Comments (12)
Hmm, because the file is in draft, I bet _draft
would need to be appended like this:
id = "datafile_12930_draft"
@famuvie do you want to see if you can find your draft file that way with curl? You'll have to pass your API token. Docs on this at https://guides.dataverse.org/en/5.9/api/search.html
@kuriwaki this might also work:
entityId:12930
An example: https://dataverse.harvard.edu/api/search?q=entityId:3371438
(I'm not sure why I suggested id
instead of entityId
at #113 (comment) . The id
changes (_draft
is dropped on publish) but entityId
stays the same.)
from dataverse-client-r.
I will put a tip about this in the dataverse download vignette.

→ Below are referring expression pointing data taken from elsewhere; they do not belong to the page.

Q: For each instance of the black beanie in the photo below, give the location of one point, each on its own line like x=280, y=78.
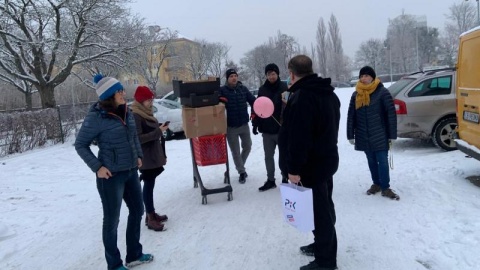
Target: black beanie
x=272, y=67
x=229, y=72
x=366, y=70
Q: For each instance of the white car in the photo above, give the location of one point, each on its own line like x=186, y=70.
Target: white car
x=168, y=110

I think it is a limitation that might be common to people who try to download draft datasets, but the current method to edit something seems not too onerous.
from dataverse-client-r.
Ultimately, the problem in is_ingested()
boils down to dataverse_search()
not finding the file:
library(dataverse)
server <- Sys.getenv("DATAVERSE_SERVER")
key <- Sys.getenv("DATAVERSE_KEY")
dataverse_search(id = "datafile_12930", type = "file", server = server, key = key)

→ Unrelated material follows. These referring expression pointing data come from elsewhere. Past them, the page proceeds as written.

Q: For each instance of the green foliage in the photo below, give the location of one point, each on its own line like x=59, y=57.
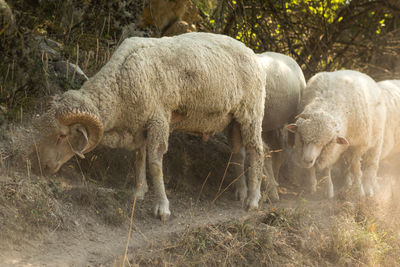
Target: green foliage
x=320, y=35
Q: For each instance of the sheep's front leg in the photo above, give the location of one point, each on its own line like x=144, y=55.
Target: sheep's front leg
x=140, y=168
x=157, y=145
x=356, y=173
x=312, y=179
x=326, y=174
x=271, y=186
x=370, y=164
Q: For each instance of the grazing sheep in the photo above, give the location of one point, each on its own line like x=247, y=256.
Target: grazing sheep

#> 0 of 0 results retrieved
#> list()
Created on 2022-02-04 by the reprex package (v2.0.1)
It is worth noting that I can find the file using some keywords on the web interface.
Whereas dataverse_search()
correctly finds a published file.
from dataverse-client-r.
Not sure how to pass the API token with curl, but it works with dataverse_search()
:
library(dataverse)
server <- Sys.getenv("DATAVERSE_SERVER")
key <- Sys.getenv("DATAVERSE_KEY")
dataverse_search(id = "datafile_12930_draft", type = "file", server = server, key = key)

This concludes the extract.